Richard Rudnicki, the county drain commissioner, was called by the plaintiffs, and it is interesting to note that he testified that plaintiffs' land was reasonably flat; that they would not have to remove a hill of any size; and to connect to the Gardner Drain would not be a big problem if plaintiffs were willing to bear the expense. As stated above, plaintiff herself testified that part of their land drained into the Gardner Drain. Plaintiff's husband, Rex Wilson, was the real estate agent who negotiated the sale to the defendant. It would appear to this Court that he should have been aware of the pitfalls in failing to reserve expressly unto himself and assigns the easement sought in this lawsuit. We believe under Michigan law, and the great weight of authority touching this question with reference to subterranean drainage, that an easement will not be implied unless it is a way of necessity and not merely a way of convenience. As the Court in Brown, supra, at 166, stated, the rule applicable to implied reservations of easements is found in 14 Cyc, p 1171, and reads as follows:

"As regards implied reservations of easements the matter stands on principle in a position very different from implied grants. If the grantor intends to reserve any right over the tenement granted it is his duty to reserve it expressly in the grant. To say that a grantor reserves to himself in entirety that which may be beneficial to him, but which may be most injurious to his grantee, is quite contrary to the principle upon *218 which an implied grant depends, which is that a grantor shall not derogate from or render less effectual his grant or render that which he has granted less beneficial to his grantee. Accordingly, where there is a grant of land with full covenants of warranty without express reservation of easements, the best considered cases hold that there can be no reservation by implication unless the easement is strictly one of necessity."

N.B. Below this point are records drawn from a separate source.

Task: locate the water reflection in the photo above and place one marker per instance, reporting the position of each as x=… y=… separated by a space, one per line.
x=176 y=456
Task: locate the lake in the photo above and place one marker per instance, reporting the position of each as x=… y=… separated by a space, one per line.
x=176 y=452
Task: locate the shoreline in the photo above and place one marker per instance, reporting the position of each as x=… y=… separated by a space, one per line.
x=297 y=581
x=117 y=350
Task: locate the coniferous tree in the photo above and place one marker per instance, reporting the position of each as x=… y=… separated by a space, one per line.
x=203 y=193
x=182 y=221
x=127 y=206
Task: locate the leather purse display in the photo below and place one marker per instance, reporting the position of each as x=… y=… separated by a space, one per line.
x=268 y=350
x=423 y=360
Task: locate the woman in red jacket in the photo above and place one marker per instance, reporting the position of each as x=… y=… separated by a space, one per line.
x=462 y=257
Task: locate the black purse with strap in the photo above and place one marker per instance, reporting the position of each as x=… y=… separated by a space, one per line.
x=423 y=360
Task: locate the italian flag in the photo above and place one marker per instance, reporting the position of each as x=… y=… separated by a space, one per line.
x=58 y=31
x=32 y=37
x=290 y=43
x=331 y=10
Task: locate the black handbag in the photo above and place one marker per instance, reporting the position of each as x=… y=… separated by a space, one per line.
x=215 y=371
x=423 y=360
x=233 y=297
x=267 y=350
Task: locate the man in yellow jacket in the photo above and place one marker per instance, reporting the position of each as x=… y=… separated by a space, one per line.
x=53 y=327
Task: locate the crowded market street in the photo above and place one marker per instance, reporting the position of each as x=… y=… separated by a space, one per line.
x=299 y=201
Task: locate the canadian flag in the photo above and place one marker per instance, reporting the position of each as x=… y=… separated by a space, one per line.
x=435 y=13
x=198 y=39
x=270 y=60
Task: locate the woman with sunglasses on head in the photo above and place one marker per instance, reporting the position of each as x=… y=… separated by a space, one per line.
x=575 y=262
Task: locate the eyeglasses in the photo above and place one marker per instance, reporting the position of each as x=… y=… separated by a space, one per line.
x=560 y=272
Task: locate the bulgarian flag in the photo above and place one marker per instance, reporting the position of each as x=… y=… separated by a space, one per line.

The injunction prohibiting defendant from interfering with the easement is vacated.

Reversed. Costs to defendant-appellant.

We express no opinion as to whether defendant may be entitled to damages, since this matter is not before us on appeal.

NOTES

[*] Former circuit judge, sitting on the Court of Appeals by assignment pursuant to Const 1963, art 6, § 23 as amended in 1968.

[1] Rex Wilson, one of the plaintiffs, was deceased at the time of trial.